This section contains the following topics:
Because cluster nodes share data and resources, a cluster must never split into separate partitions that are active at the same time because multiple active partitions might cause data corruption. The Cluster Membership Monitor (CMM) and quorum algorithm guarantee that, at most, one instance of the same cluster is operational at any time, even if the cluster interconnect is partitioned.
For more information on the CMM, see Cluster Membership Monitor.
Split brain occurs when the cluster interconnect between nodes is lost and the cluster becomes partitioned into subclusters. Each partition “believes” that it is the only partition because the nodes in one partition cannot communicate with the node or nodes in the other partition.
Amnesia occurs when the cluster restarts after a shutdown with cluster configuration data that is older than the data was at the time of the shutdown. This problem can occur when you start the cluster on a node that was not in the last functioning cluster partition.
Oracle Solaris Cluster software avoids split brain and amnesia by:
Assigning each node one vote
Mandating a majority of votes for an operational cluster
A partition with the majority of votes gains quorum and is allowed to operate. This majority vote mechanism prevents split brain and amnesia when more than two nodes are configured in a cluster. However, counting node votes alone is sufficient when more than two nodes are configured in a cluster. In a two-node cluster, a majority is two. If such a two-node cluster becomes partitioned, an external vote is needed for either partition to gain quorum. This external vote is provided by a quorum device.
A quorum device is a shared storage device or quorum server that is shared by two or more nodes and that contributes votes that are used to establish a quorum. The cluster can operate only when a quorum of votes is available. The quorum device is used when a cluster becomes partitioned into separate sets of nodes to establish which set of nodes constitutes the new cluster.

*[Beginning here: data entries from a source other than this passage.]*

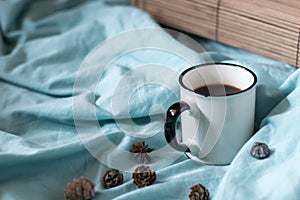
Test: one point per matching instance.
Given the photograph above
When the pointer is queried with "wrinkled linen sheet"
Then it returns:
(68, 111)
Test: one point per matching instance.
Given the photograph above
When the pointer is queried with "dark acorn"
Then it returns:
(141, 150)
(111, 178)
(260, 150)
(199, 192)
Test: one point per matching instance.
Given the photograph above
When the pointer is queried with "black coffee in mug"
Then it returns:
(217, 90)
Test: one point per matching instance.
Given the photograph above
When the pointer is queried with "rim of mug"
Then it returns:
(217, 63)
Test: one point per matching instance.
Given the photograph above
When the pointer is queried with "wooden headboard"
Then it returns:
(267, 27)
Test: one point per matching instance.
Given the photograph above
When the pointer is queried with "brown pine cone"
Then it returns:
(143, 176)
(80, 189)
(199, 192)
(111, 178)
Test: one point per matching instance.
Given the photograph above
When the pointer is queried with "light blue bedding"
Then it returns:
(65, 115)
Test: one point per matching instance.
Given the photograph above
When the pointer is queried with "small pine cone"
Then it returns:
(143, 176)
(80, 189)
(199, 192)
(111, 178)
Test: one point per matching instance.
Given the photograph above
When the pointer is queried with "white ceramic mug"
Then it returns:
(216, 126)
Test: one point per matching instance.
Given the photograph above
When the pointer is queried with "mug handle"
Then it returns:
(172, 115)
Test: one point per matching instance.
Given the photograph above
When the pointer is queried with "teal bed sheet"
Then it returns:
(63, 116)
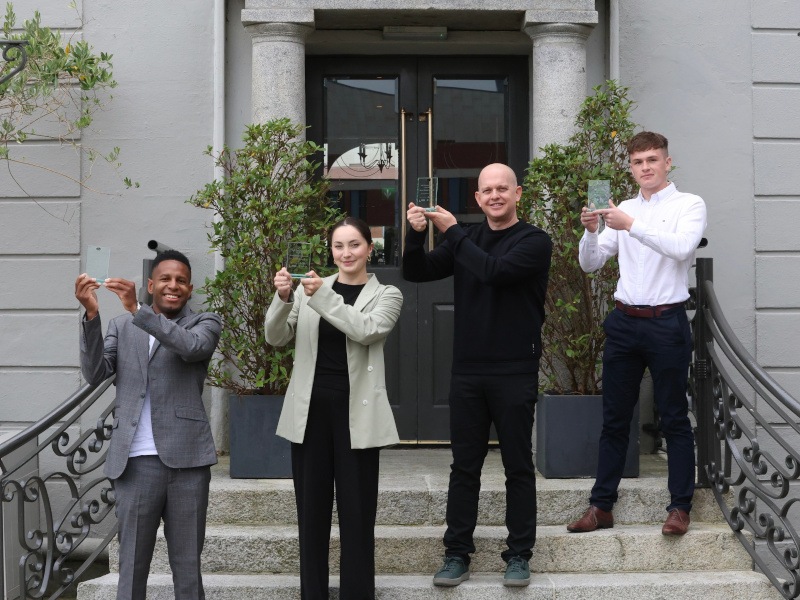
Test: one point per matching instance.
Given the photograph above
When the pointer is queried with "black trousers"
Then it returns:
(664, 345)
(323, 460)
(477, 401)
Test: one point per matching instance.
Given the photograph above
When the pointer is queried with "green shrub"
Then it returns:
(554, 190)
(269, 196)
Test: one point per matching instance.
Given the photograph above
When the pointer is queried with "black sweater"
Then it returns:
(500, 281)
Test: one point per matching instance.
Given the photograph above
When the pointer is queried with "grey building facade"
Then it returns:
(719, 78)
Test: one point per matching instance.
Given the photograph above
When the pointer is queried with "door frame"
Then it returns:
(416, 387)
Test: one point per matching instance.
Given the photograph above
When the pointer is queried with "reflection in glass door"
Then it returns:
(384, 122)
(361, 156)
(469, 132)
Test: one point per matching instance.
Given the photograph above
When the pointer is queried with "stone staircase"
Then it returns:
(251, 544)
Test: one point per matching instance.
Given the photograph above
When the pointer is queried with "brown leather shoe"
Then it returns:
(677, 522)
(593, 518)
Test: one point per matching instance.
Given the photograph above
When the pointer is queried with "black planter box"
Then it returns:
(567, 436)
(256, 452)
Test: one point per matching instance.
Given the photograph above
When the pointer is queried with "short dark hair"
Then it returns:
(360, 226)
(648, 140)
(170, 255)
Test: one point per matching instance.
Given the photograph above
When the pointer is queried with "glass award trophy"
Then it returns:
(298, 259)
(427, 188)
(97, 259)
(599, 193)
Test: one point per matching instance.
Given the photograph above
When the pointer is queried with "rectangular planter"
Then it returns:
(567, 436)
(256, 452)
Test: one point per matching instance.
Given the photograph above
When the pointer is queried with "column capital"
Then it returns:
(569, 30)
(259, 16)
(279, 32)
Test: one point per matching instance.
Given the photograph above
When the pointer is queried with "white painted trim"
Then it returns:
(613, 40)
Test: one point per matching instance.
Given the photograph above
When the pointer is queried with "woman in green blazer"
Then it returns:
(336, 412)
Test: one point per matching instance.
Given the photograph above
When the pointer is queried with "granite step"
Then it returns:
(418, 549)
(689, 585)
(414, 492)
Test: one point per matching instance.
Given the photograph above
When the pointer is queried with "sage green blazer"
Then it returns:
(366, 325)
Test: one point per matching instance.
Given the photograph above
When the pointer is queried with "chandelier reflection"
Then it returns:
(366, 161)
(381, 159)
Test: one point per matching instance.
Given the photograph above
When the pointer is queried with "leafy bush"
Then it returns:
(57, 93)
(269, 196)
(554, 191)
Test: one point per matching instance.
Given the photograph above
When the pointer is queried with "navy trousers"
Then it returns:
(477, 401)
(663, 345)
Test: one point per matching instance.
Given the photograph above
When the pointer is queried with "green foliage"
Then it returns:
(555, 189)
(57, 94)
(269, 196)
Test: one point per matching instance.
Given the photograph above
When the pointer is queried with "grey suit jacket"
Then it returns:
(176, 370)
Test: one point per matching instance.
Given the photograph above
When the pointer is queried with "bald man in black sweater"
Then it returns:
(500, 270)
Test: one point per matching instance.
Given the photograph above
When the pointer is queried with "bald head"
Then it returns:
(501, 170)
(498, 194)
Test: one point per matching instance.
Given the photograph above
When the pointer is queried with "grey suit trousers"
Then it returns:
(147, 492)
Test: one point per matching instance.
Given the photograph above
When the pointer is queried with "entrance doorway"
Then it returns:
(384, 123)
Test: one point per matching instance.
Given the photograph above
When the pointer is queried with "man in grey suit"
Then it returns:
(161, 447)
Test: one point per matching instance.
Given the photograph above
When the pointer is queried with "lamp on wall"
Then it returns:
(414, 33)
(20, 57)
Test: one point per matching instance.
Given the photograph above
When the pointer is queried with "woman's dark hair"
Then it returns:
(360, 226)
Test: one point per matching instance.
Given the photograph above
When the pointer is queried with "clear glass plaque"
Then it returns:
(599, 193)
(427, 189)
(97, 259)
(298, 259)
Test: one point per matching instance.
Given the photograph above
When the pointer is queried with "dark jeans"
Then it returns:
(477, 401)
(325, 458)
(664, 345)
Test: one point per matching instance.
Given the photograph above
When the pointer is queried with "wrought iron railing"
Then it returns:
(748, 429)
(56, 498)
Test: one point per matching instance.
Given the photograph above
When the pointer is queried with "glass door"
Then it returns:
(384, 122)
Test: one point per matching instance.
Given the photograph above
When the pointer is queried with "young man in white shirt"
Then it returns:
(655, 235)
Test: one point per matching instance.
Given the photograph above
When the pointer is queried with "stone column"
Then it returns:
(558, 80)
(278, 83)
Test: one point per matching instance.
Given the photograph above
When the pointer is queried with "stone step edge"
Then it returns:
(481, 531)
(427, 507)
(727, 585)
(419, 550)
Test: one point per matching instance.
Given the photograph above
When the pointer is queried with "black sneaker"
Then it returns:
(518, 573)
(453, 571)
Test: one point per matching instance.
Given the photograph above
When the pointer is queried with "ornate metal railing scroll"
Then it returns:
(58, 513)
(748, 429)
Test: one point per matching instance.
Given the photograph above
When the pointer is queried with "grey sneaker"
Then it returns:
(518, 573)
(453, 571)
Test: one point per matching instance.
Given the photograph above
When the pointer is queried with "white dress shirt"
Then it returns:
(144, 444)
(657, 253)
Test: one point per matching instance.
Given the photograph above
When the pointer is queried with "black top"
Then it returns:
(331, 369)
(500, 281)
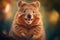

Oracle Solaris Cluster software supports the monitoring of quorum devices. Periodically, each node in the cluster tests the ability of the local node to work correctly with each configured quorum device that has a configured path to the local node and is not in maintenance mode. This test consists of an attempt to read the quorum keys on the quorum device.
When the Oracle Solaris Cluster system discovers that a formerly healthy quorum device has failed, the system automatically marks the quorum device as unhealthy. When the Oracle Solaris Cluster system discovers that a formerly unhealthy quorum device is now healthy, the system marks the quorum device as healthy and places the appropriate quorum information on the quorum device.
The Oracle Solaris Cluster system generates reports when the health status of a quorum device changes. When nodes reconfigure, an unhealthy quorum device cannot contribute votes to membership. Consequently, the cluster might not continue to operate.